There are two varieties of settlement today. First is a full-dress T. C., wherein Judge Travis A. (“Tag”) Greaves discusses whether an interim Boss Hoss is the real deal when a RA offers Douglas M. Thompson and Lisa Mae Thompson, 155 T. C. 5, filed 8/31/20 a settlement of Doug’s and Lisa Mae’s distressed asset trust abusive shelter chops at the Announcement 2005-80 10% discount. Watch that 10% discount; it’ll show up again.

The RA sends a letter offering the 2005-80 settlement, but the letter does not “…identify a tax period or tax form to which it related, provide an underpayment amount, or request petitioners’ consent to assessment and collection.” 155. T. C. 5, at p. 5. A SNOD does all that.

Doug and Lisa Mae refuse, so the RA sends another letter two (count ’em, two) years later, offering a 15% chop, but if not, the RA will develop the case and lay the full boat (whatever that may be) on Doug and Lisa Mae. Doug and Lisa Mae decline.

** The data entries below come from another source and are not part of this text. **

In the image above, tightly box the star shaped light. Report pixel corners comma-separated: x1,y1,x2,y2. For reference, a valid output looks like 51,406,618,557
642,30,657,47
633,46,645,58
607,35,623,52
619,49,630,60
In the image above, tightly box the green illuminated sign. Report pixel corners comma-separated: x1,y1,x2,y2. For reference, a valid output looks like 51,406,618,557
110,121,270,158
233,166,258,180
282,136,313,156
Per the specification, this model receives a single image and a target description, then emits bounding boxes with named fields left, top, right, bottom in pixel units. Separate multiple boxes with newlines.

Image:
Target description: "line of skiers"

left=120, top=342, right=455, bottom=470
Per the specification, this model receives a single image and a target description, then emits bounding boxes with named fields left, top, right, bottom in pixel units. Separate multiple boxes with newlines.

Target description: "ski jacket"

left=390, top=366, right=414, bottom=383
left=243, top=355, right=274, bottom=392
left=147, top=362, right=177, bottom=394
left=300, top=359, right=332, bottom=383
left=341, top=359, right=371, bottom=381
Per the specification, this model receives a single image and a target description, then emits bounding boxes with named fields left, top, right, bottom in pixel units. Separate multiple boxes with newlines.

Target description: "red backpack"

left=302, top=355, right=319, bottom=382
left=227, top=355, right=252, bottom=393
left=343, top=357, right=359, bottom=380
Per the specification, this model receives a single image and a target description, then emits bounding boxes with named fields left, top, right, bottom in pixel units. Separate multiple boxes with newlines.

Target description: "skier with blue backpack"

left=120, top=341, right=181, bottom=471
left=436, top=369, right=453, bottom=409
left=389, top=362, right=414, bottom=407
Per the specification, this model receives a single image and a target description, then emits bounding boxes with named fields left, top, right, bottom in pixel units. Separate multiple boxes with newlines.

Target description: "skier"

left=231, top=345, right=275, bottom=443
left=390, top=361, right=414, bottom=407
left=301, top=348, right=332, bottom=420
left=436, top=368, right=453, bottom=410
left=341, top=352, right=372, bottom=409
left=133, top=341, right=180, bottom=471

Again, this letter doesn’t identify period, form, amount of tax due, or request consent to assessment and collection. But the SNOD that follows this rejection does all the above. With full boat chops.

Doug and Lisa Mae petition, saying no Boss Hoss for either letter, and the sign-off for the SNOD came from the RA’s acting immediate supervisor, not a proper Boss Hoss.

Judge Tag says no Boss Hoss necessary for either letter, because nothing had been determined.

“Rather than determining that petitioners are liable for penalties of specific dollar amounts, subject to review by Appeals or the Tax Court, each letter offers to settle penalties arising from the DAT transaction on certain terms, including substatutory penalty rates, which are based not on an audit but on Announcement 2005-80. When petitioners failed to accept the offers, RA D still had work to do–the [second] letter explicitly says the IRS had not completed its examination or fully developed the facts of petitioners’ case. Furthermore, the [second] letter warns that declining the settlement offer would result in ‘applicable penalties,’ without stating which penalties, if any, might end up being ‘applicable to petitioners’ facts. An offer letter like the ones at issue does not require supervisory approval because it is not a ‘determination’ at all, but a preliminary proposal of the revenue agent within an ongoing examination.” 155 T. C. 5, at p. 10. (Name omitted; emphasis by the Court).

Taishoff says the whole aim of Section 6751(b) is to prevent Exam from bludgeoning taxpayers into settlements with threats of penalties. And what is more threatening than unnamed penalties for an unknown amount? When the bludgeoning takes place is nothing to the point. If IRS could bludgeon before even sending a 30-day letter, why bother? “Bludgeon early, bludgeon often” is what the statute is supposed to prevent.

As for Judge Tag’s dismissing legislative intent, (“As in Belair Woods, we will not let petitioner’s legislative history argument animate our decision,” 155 T. C. 5, at p. 11), CCAs can go there, even if Tax Court can’t. Remember Chai and Graev.

The acting Boss Hoss is good enough. She was RA D’s immediate supervisor when the SNOD went out. No Regno di Giorno problems.

The rule of lenity doesn’t help, because Section 6751 isn’t so vague that the Court can do no more than make a mere guess what Congress meant.

Next, I must once again acknowledge my debt to my colleague and delightful luncheon companion Peter Reilly, CPA. He kindly put me wise to IR-2020-196, 8/31/20, wherein the Coalholders become the Coalfolders, grabbing the settlement IRS offers, allowing them to deduct the $32.5 million they paid for this metziah (please pardon the arcane technical terminology) and getting only a 10% chop. The promoters, of course, go down big. Conservationists, read and heed.

Oh, if you missed the Coalholders’ tale, see my blogpost “Watch This, Guys  – Hold My Coal,” 6/15/20.”